Semiconductor electronics transform the landscape of computing, communication, energy harvesting, automobiles, biotechnology, and other electronic devices. This transformation is brought about by the ability to sense, receive, manipulate, and transmit data from the diverse systems of vertical stacks of semiconductor layers and microdevices. Though the discrete design details of each semiconductor may be extremely complex, the fundamental processing steps of each semiconductor device align well with the photolithography procedure. When these semiconductor layers are stacked using photolithography, the signal noise between the device features and layers is restricted by passivation or dielectric insulation provided by SiO₂ layers. Depending on the type of functionality and data sensing mechanism of semiconductors, SiO₂ layers have an intended fitness for their purpose. The purpose of SiO₂ layers can be segregated as an encapsulation of the semiconductor device, making part of the semiconductor layer inert, i.e., passivated, creating a hard mask to prevent an impact of the subsequent process like ion implantation or diffusion, insulating a part of the layer as in intermetallic dielectric or gate dielectric or to improve adhesion of the subsequent deposition.

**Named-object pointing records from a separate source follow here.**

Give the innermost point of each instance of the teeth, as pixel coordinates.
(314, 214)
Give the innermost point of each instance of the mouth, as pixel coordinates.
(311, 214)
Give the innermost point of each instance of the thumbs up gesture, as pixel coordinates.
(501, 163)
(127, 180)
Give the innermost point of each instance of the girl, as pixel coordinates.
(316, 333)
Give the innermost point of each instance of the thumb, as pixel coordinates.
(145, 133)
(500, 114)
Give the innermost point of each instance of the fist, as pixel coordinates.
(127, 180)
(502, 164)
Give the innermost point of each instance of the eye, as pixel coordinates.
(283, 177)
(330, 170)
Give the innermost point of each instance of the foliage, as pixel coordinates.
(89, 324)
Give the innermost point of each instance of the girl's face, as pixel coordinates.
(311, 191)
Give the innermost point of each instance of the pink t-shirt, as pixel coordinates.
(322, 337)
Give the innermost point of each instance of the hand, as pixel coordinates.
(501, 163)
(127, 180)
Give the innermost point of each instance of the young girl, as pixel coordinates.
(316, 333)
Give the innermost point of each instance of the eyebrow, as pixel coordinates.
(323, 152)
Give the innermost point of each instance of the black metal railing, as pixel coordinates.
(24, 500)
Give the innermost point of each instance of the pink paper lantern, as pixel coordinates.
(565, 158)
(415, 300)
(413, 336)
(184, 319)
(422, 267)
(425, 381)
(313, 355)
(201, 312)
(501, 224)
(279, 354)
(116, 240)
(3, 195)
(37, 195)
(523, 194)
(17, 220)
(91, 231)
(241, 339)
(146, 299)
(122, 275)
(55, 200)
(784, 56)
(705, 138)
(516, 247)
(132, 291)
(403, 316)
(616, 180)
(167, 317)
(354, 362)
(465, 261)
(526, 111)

The functionality of adhesion of SiO₂ is by far been a less studied area. The adhesive characteristics of SiO₂ for subsequent deposition and the thickness of SiO₂ affect the stress distribution. Stresses due to SiO₂ thin film, which could be a few nanometers to a few microns thick depending on the functionality, are modeled in this research. The stresses in SiO₂ films may cause delamination or discontinuity affecting the performance and reliability of the optical or semiconductor devices they are built into. The classical molecular dynamics (MD) simulation technique is employed to investigate the stress characteristics of deposited films by leveraging the outcomes of atomistic modeling. A cluster made of fused silica is employed as the substrate. For the SiO2 deposition process simulation, silicon atoms with high energies and low-energy oxygen atoms are injected. This model is carefully controlled to ensure the stoichiometry conditions. This analysis uses open-source code LAMMPS (Large-scale Atomic/Molecular Massively Parallel Simulator) and Ovito (Open Visualization) tool. The research in this paper is focused on the SiO₂ thin-film simulation to validate the analytical and experimental stress.